E qui a parole del Dottor Meis, entrava in gioco il Dottor Giuliani, egli infatti era solito praticare l’ipnosi  con i propri pazienti appunto per scovare traumi rimossi.
Il Dottor Meis si munì di carta e penna con l’intento di scrivere ogni parola che mi sarebbe uscita da bocca durante l’ipnosi, mentre il Dottor Giuliani iniziò la terapia : da lì ciò che ricordo è il vuoto.

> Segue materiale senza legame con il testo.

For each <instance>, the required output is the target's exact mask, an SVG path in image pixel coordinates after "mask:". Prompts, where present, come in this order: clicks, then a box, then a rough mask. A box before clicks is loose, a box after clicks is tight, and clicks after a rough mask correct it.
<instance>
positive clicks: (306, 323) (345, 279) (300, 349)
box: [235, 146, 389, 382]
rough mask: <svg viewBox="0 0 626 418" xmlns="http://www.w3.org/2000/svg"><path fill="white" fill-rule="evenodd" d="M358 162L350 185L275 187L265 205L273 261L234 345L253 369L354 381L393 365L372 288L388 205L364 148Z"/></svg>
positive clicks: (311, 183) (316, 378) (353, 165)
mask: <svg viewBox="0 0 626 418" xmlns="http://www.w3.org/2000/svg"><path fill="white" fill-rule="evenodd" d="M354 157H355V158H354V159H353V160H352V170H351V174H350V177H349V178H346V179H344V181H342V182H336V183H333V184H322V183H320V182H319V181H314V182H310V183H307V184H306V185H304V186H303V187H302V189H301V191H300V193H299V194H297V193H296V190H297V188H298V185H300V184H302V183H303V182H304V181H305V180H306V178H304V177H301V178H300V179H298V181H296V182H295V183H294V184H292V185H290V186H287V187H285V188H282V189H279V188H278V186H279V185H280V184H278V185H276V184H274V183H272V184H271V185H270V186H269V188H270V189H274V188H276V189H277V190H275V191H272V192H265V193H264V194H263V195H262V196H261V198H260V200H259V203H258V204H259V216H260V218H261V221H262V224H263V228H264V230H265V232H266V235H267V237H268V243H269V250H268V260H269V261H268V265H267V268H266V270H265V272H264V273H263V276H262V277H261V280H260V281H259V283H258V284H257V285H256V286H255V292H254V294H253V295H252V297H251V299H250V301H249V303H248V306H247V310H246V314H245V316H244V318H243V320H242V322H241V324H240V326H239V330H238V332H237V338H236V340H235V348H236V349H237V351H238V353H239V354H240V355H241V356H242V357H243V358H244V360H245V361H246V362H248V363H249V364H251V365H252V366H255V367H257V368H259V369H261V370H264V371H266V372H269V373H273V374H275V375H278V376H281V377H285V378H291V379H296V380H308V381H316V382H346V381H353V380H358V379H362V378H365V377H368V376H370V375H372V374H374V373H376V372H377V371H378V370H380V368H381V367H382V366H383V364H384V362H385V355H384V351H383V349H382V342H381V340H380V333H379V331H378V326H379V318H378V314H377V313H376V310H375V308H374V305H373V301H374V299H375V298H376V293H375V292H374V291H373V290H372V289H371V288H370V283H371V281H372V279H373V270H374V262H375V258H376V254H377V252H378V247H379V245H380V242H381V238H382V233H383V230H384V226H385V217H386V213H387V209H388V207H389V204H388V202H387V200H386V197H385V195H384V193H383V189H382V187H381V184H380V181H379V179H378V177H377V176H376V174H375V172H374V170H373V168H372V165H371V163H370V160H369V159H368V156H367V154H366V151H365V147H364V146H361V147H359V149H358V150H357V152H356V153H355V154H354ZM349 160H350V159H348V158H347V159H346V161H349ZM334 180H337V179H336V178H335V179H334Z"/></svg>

Svegliatomi la prima cosa che notai fu il volto abbastanza turbato dei due medici,chiesi al Dottor Meis cosa avessi detto di così terribile nel mio stato di trance, e mi diede il block notes in cui aveva annotato le mie parole.  Da tutto ciò che avevano raccolto un solo episodio mi saltò all’occhio:
all’incirca all’età di 12 anni, mentre ero dai miei zii a Boston nel Massachusetts, probabilmente in soffitta a leggere vecchi libri, avrei cominciato ad urlare all’improvviso. Il resto del giorno lo passai nello studio ad analizzare i nuovi dati, pranzai e cenai assieme ai due dottori finché verso le 22:00 non mi accompagnarono a casa. Una volta entrato mi sdraiai immediatamente sul letto, speravo solo che il caos nella mia testa scomparisse, ero da una parte impaurito dal ricordo che mi aveva procurato il trauma, dall’altra incuriosito,d’altronde se avessi saputo cosa mi aveva spaventato a 12 anni con l’aiuto del Dottor Meis avrei avuto una cura non solo per la mia socio fobia ma per la mia intera vita.  Non chiusi occhio e sapevo che non ci sarei mai riuscito se non avessi fatto almeno un passo verso la verità. Verso le 3 chiamai il Dottor Meis e gli chiesi un grosso favore: di accompagnarmi a Boston, alla casa dei miei zii dove saremmo stati ospitati, per fare luce su tutto. Sebbene un po’ assonnato accettò , e ironicamente disse che così avrebbe finalmente potuto liberarsi di me. Da quella conversazione la mia mente fu molto più tranquilla, tant’è che riuscii a prendere sonno. La mattina seguente non andai al bar, avevo altro da fare, mettermi d’accordo col Dottor Meis sul viaggio: io avrei pagato tutto e preparato i bagagli mentre lui si sarebbe occupato della prenotazione del volo,di avvertire i miei zii per il soggiorno e di farmi da portavoce, visto che io non riuscivo a parlare. Per la prima volta nella mia vita qualcosa era cambiato, ero pervaso dalla curiosità e dal desiderio che un giorno avrei potuto provare il brivido dell’essere “normale”.